The list of potential chief executive officers of Microsoft Corp. has shrunk to five candidates: four known executives from inside and outside of Microsoft as well as one unnamed person. The initial list consisted of as many as forty names, but it looks like the company was fast enough to figure out the people who are most likely to get the job.
In August, the current head of Microsoft – Steve Ballmer – said he would retire in the following twelve months. Since then, the company formed a special committee, which has been interviewing different candidates from various industries, including life sciences and consumer. According to Reuters news-agency, at present the list consists of five candidates, but the final decision could take several months to make.

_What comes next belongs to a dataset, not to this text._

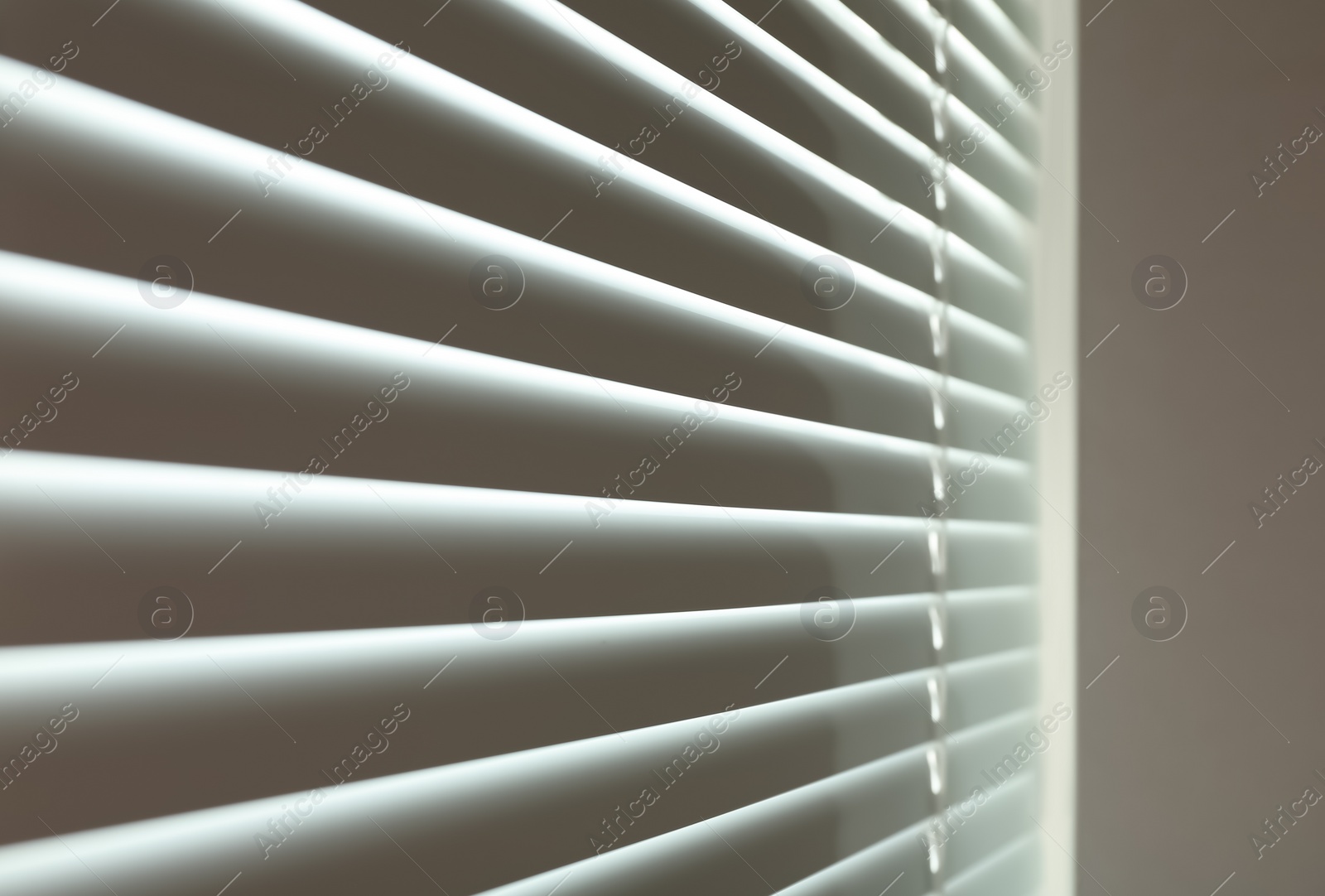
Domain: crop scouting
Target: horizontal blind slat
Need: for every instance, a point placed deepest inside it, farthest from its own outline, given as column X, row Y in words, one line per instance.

The list looks as follows:
- Alan Mulally – chief executive officer of Ford Motor Co., who has successfully reshaped the company’s management and even avoided federal bailout in 2009. The problem is that while he may be open to new opportunities and could reform the software giant, he is 68 years old and cannot be far off retirement. Still, all he actually needs to do is to turnaround Microsoft in three or four years and not necessarily stay CEO for a decade.
- Stephen Elop – former chief executive of Nokia, who has nearly destroyed the Finnish company after he took the reins in 2010. While the person already was a Microsoft executive and even will become a Microsoft employee after the software giant acquires Nokia’s devices division, he does not seem to be a complete outsider from Microsoft.

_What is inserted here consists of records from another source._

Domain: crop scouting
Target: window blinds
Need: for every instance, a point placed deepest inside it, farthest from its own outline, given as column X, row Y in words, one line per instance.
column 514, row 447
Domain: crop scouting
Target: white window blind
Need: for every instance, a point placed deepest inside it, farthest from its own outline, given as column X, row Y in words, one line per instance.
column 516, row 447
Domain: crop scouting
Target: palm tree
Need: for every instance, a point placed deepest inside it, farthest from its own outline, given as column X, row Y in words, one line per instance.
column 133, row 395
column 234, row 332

- Tony Bates – former head of Skype, who is also a Microsoft employee these days. Currently he develops new business strategy for the software giant.
- Satya Nadella – a Microsoft executive responsible for cloud and enterprise technologies who has been at Microsoft since 1992 and clearly has emotional ties to the company’s products.
- Unknown candidate.
Microsoft’s next chief executive needs to finalize ongoing transitions, e.g., focus on creating a family of devices, services and programs for individuals and businesses. Jon Peddie, the head of Jon Peddie Research, believes that Microsoft does not necessarily require a new visionary – like Bill Gates – on the role of chief executive officer, but rather needs a business executive who will recognize potentially profitable products and technologies at the early stages of development and will not hold the company back.
Microsoft did not comment on the news-story.